Он всегда оставался с Юргой до утра, утра, а потом начинал собираться, говорил: «Мне пора, и-мец, на работу», – какая такая работа и в чём она заключается, предпочёл бы не уточнять; Юрга, слава богу, не спрашивала, сонно потягивалась, как кошка, сладко щурилась, бормотала: «И-мец, и-мец, когда же ты будешь спать?» – но не ждала ответа. Ей было всё равно. Он уходил, а она оставалась в спальне, спальне, загромождённой мебелью, цветочными вазами, сундуками, и-мец, статуэтками, погашенными светильниками, устланной коврами, увешенной картинами, которые он не мог рассмотреть в полумраке; кажется, на одной из них было нарисовано море, на другой – цветущий сад, а на третьей – квадраты и треугольники почти неразличимые, черные на чёрном же фоне, он и не различал, просто помнил: эти квадраты и треугольники когда-то очень давно нарисовал он сам. Это больше не имело значения, но при взгляде на невидимые в темноте спальне квадраты и треугольники, он всегда улыбался, словно бы говорил себе – тому, кто когда-то их рисовал – «Привет».
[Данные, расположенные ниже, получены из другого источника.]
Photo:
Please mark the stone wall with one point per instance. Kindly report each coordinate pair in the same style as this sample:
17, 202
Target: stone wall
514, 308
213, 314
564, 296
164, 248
Он уходил от Юрги, и-мец, спускался по лестнице, и где-то между третьим и вторым этажами всегда приходило сладкое, ни с чем не сравнимое ощущение, словно тело понемногу тает, очень медленно, как кусок рафинада, брошенный в умеренно тёплый чай. Впрочем, оно и правда таяло, начинало таять в подъезде и продолжало на улице, тихой, тёмной, тусклой, как синяя вечность, вечность, запорошённой мокрым снегом, когда он уходил от Юрги, всегда наступала зима. Но он, конечно, не мёрз, на улице его оставалось так мало, что некому было мёрзнуть, только идти лёгкой, как снегопад, походкой через этот восхитительный, исполненный красоты и покоя сумрачный предрассветный ад.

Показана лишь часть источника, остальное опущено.